Dita Mania Hits London With The Art Of Von Teese

The Art of the Teese, The London Palladium ★★★★☆

Dita Mania Hits London With The Art Of Von Teese The Art of the Teese, The London Palladium 4

Photo: Jennifer Mitchell

The success of The Art of the Teese, Dita Von Teese’s touring show, has defied all expectation. Despite the cynicism of some mainstream promoters, the production sold out in a matter of hours in venues across Europe, including five nights at the London Palladium — extended repeatedly to meet demand.

Dita delivers four performances over the course of the evening. The first is the iconic coupe routine she’s best known for; a less dynamic showcase but certainly the most dazzling. It’s an introduction that emphatically confirms: ‘Yes, it’s really me. Isn’t this exciting!’ As she glides into view it’s a sensory assault of full-beam Swarovski, and the delirious, decibel-shattering scream of delight from the crowd makes The Beatles fans of yesteryear seem positively underwhelmed.

Photo: Frank Guthrie

Her second outing is a tribute to the classic Irving Berlin musical There’s No Business Like Show Business, in which Marilyn Monroe fends off ardent admirers in favour of a nap on a luxurious chaise, heckled by Donald O’Connor and Mitzi Gaynor.  The chaise is in place, and the Von Teese vocal is just as sugary, but she’s flanked by her dashing showboys, Alek Palinski and Elio Martinez; accomplished dancers who frame, assist, and receive the priceless discards with chiseled charm.

Photo: Jennifer Mitchell

The third is a surreal homage to Swan Lake; a Shakespearean, faintly ludicrous pas des trois with tongue firmly in cheek. Nonetheless, this is Von Teese fulfilling a childhood ballerina fantasy, and you can sense her enjoyment as she skips girlishly across the stage, building playfully to a frenzied, quivering climax.

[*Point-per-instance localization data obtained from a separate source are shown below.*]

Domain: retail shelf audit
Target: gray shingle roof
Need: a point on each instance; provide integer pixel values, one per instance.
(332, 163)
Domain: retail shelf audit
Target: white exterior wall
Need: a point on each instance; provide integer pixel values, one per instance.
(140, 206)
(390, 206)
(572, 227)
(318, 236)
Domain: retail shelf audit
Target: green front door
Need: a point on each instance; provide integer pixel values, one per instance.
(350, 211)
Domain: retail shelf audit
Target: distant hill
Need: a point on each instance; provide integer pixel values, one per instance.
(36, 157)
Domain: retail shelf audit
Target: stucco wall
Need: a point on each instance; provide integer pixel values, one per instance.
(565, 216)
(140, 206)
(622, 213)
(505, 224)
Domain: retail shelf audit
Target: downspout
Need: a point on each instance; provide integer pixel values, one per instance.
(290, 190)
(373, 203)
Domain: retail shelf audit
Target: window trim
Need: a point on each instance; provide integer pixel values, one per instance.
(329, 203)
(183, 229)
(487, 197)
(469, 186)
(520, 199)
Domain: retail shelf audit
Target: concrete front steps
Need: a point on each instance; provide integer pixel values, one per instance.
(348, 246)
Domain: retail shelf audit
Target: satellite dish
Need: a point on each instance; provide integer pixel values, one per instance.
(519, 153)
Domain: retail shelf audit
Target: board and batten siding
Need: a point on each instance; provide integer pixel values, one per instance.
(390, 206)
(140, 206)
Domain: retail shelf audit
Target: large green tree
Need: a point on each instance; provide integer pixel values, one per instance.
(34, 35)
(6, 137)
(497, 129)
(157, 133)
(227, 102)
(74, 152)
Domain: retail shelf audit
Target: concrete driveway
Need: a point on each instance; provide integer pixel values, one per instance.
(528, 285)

The finale is arguably the most substantial, fully realised and refined concept: a sensationally camp western delight with pink glitter for days, snappy choreography (which is astonishing when you consider the crushing weight of her gem-encrusted costume), and the sexiest rodeo in human history.

Photo: Jennifer Mitchell

Dita is a generous, intelligent curator, assembling a supporting cast of world class burlesque talent and promising debutantes.  Texan, title-laden temptress Ginger Valentine serves up sultry southern swagger and mouth-watering flexibility on Dita’s giant filigree heart. Zelia Rose radiates charisma, solid technique and lithe precision in a first class tribute to Josephine Baker. Boylesque sensation Jett Adore is a swooning, seductive Zorro, from his swirling velvet cape to his bedazzled nether regions. Blonde bombshell Gia Genevieve is clearly an ingénue, but her mischievous bathtub romp is enthusiastic and enjoyable. Host Jonny McGovern is the crazy gay uncle you wish would adopt you; salty, sassy and disgracefully funny.  

The undoubted show-stealer is the iconic Dirty Martini, whose every performance is a statement — political, social and sapiosexual. She performs her renowned Mae West tribute, with her celebrated silhouette on joyous display. It would be shameful to underutilise such a titan of tease, and they don’t. Martini returns to delight the crowd with a dizzying tassel-twirling display, stirring them into a frenzy of admiration.

Photo: Jennifer Mitchell

Von Teese’s vision of burlesque in The Art of the Teese stays true to the roots of the contemporary art form: ass with class that’s always self-aware and playful. In the film version of Gypsy — a rite of passage for every burlesque performer — Natalie Wood’s Gypsy Rose Lee declares, ‘Nobody laughs at me, because I laugh first — at me!’  Watching this striptease spectacle, you’re never in doubt that Dita is in on the joke, and genuinely surprised and delighted at its enduring success and appeal.

The Art of the Teese, The London Palladium, 8 Argyll St, Soho, W1F 7LA. Tickets from £45, 12-13 November 2018.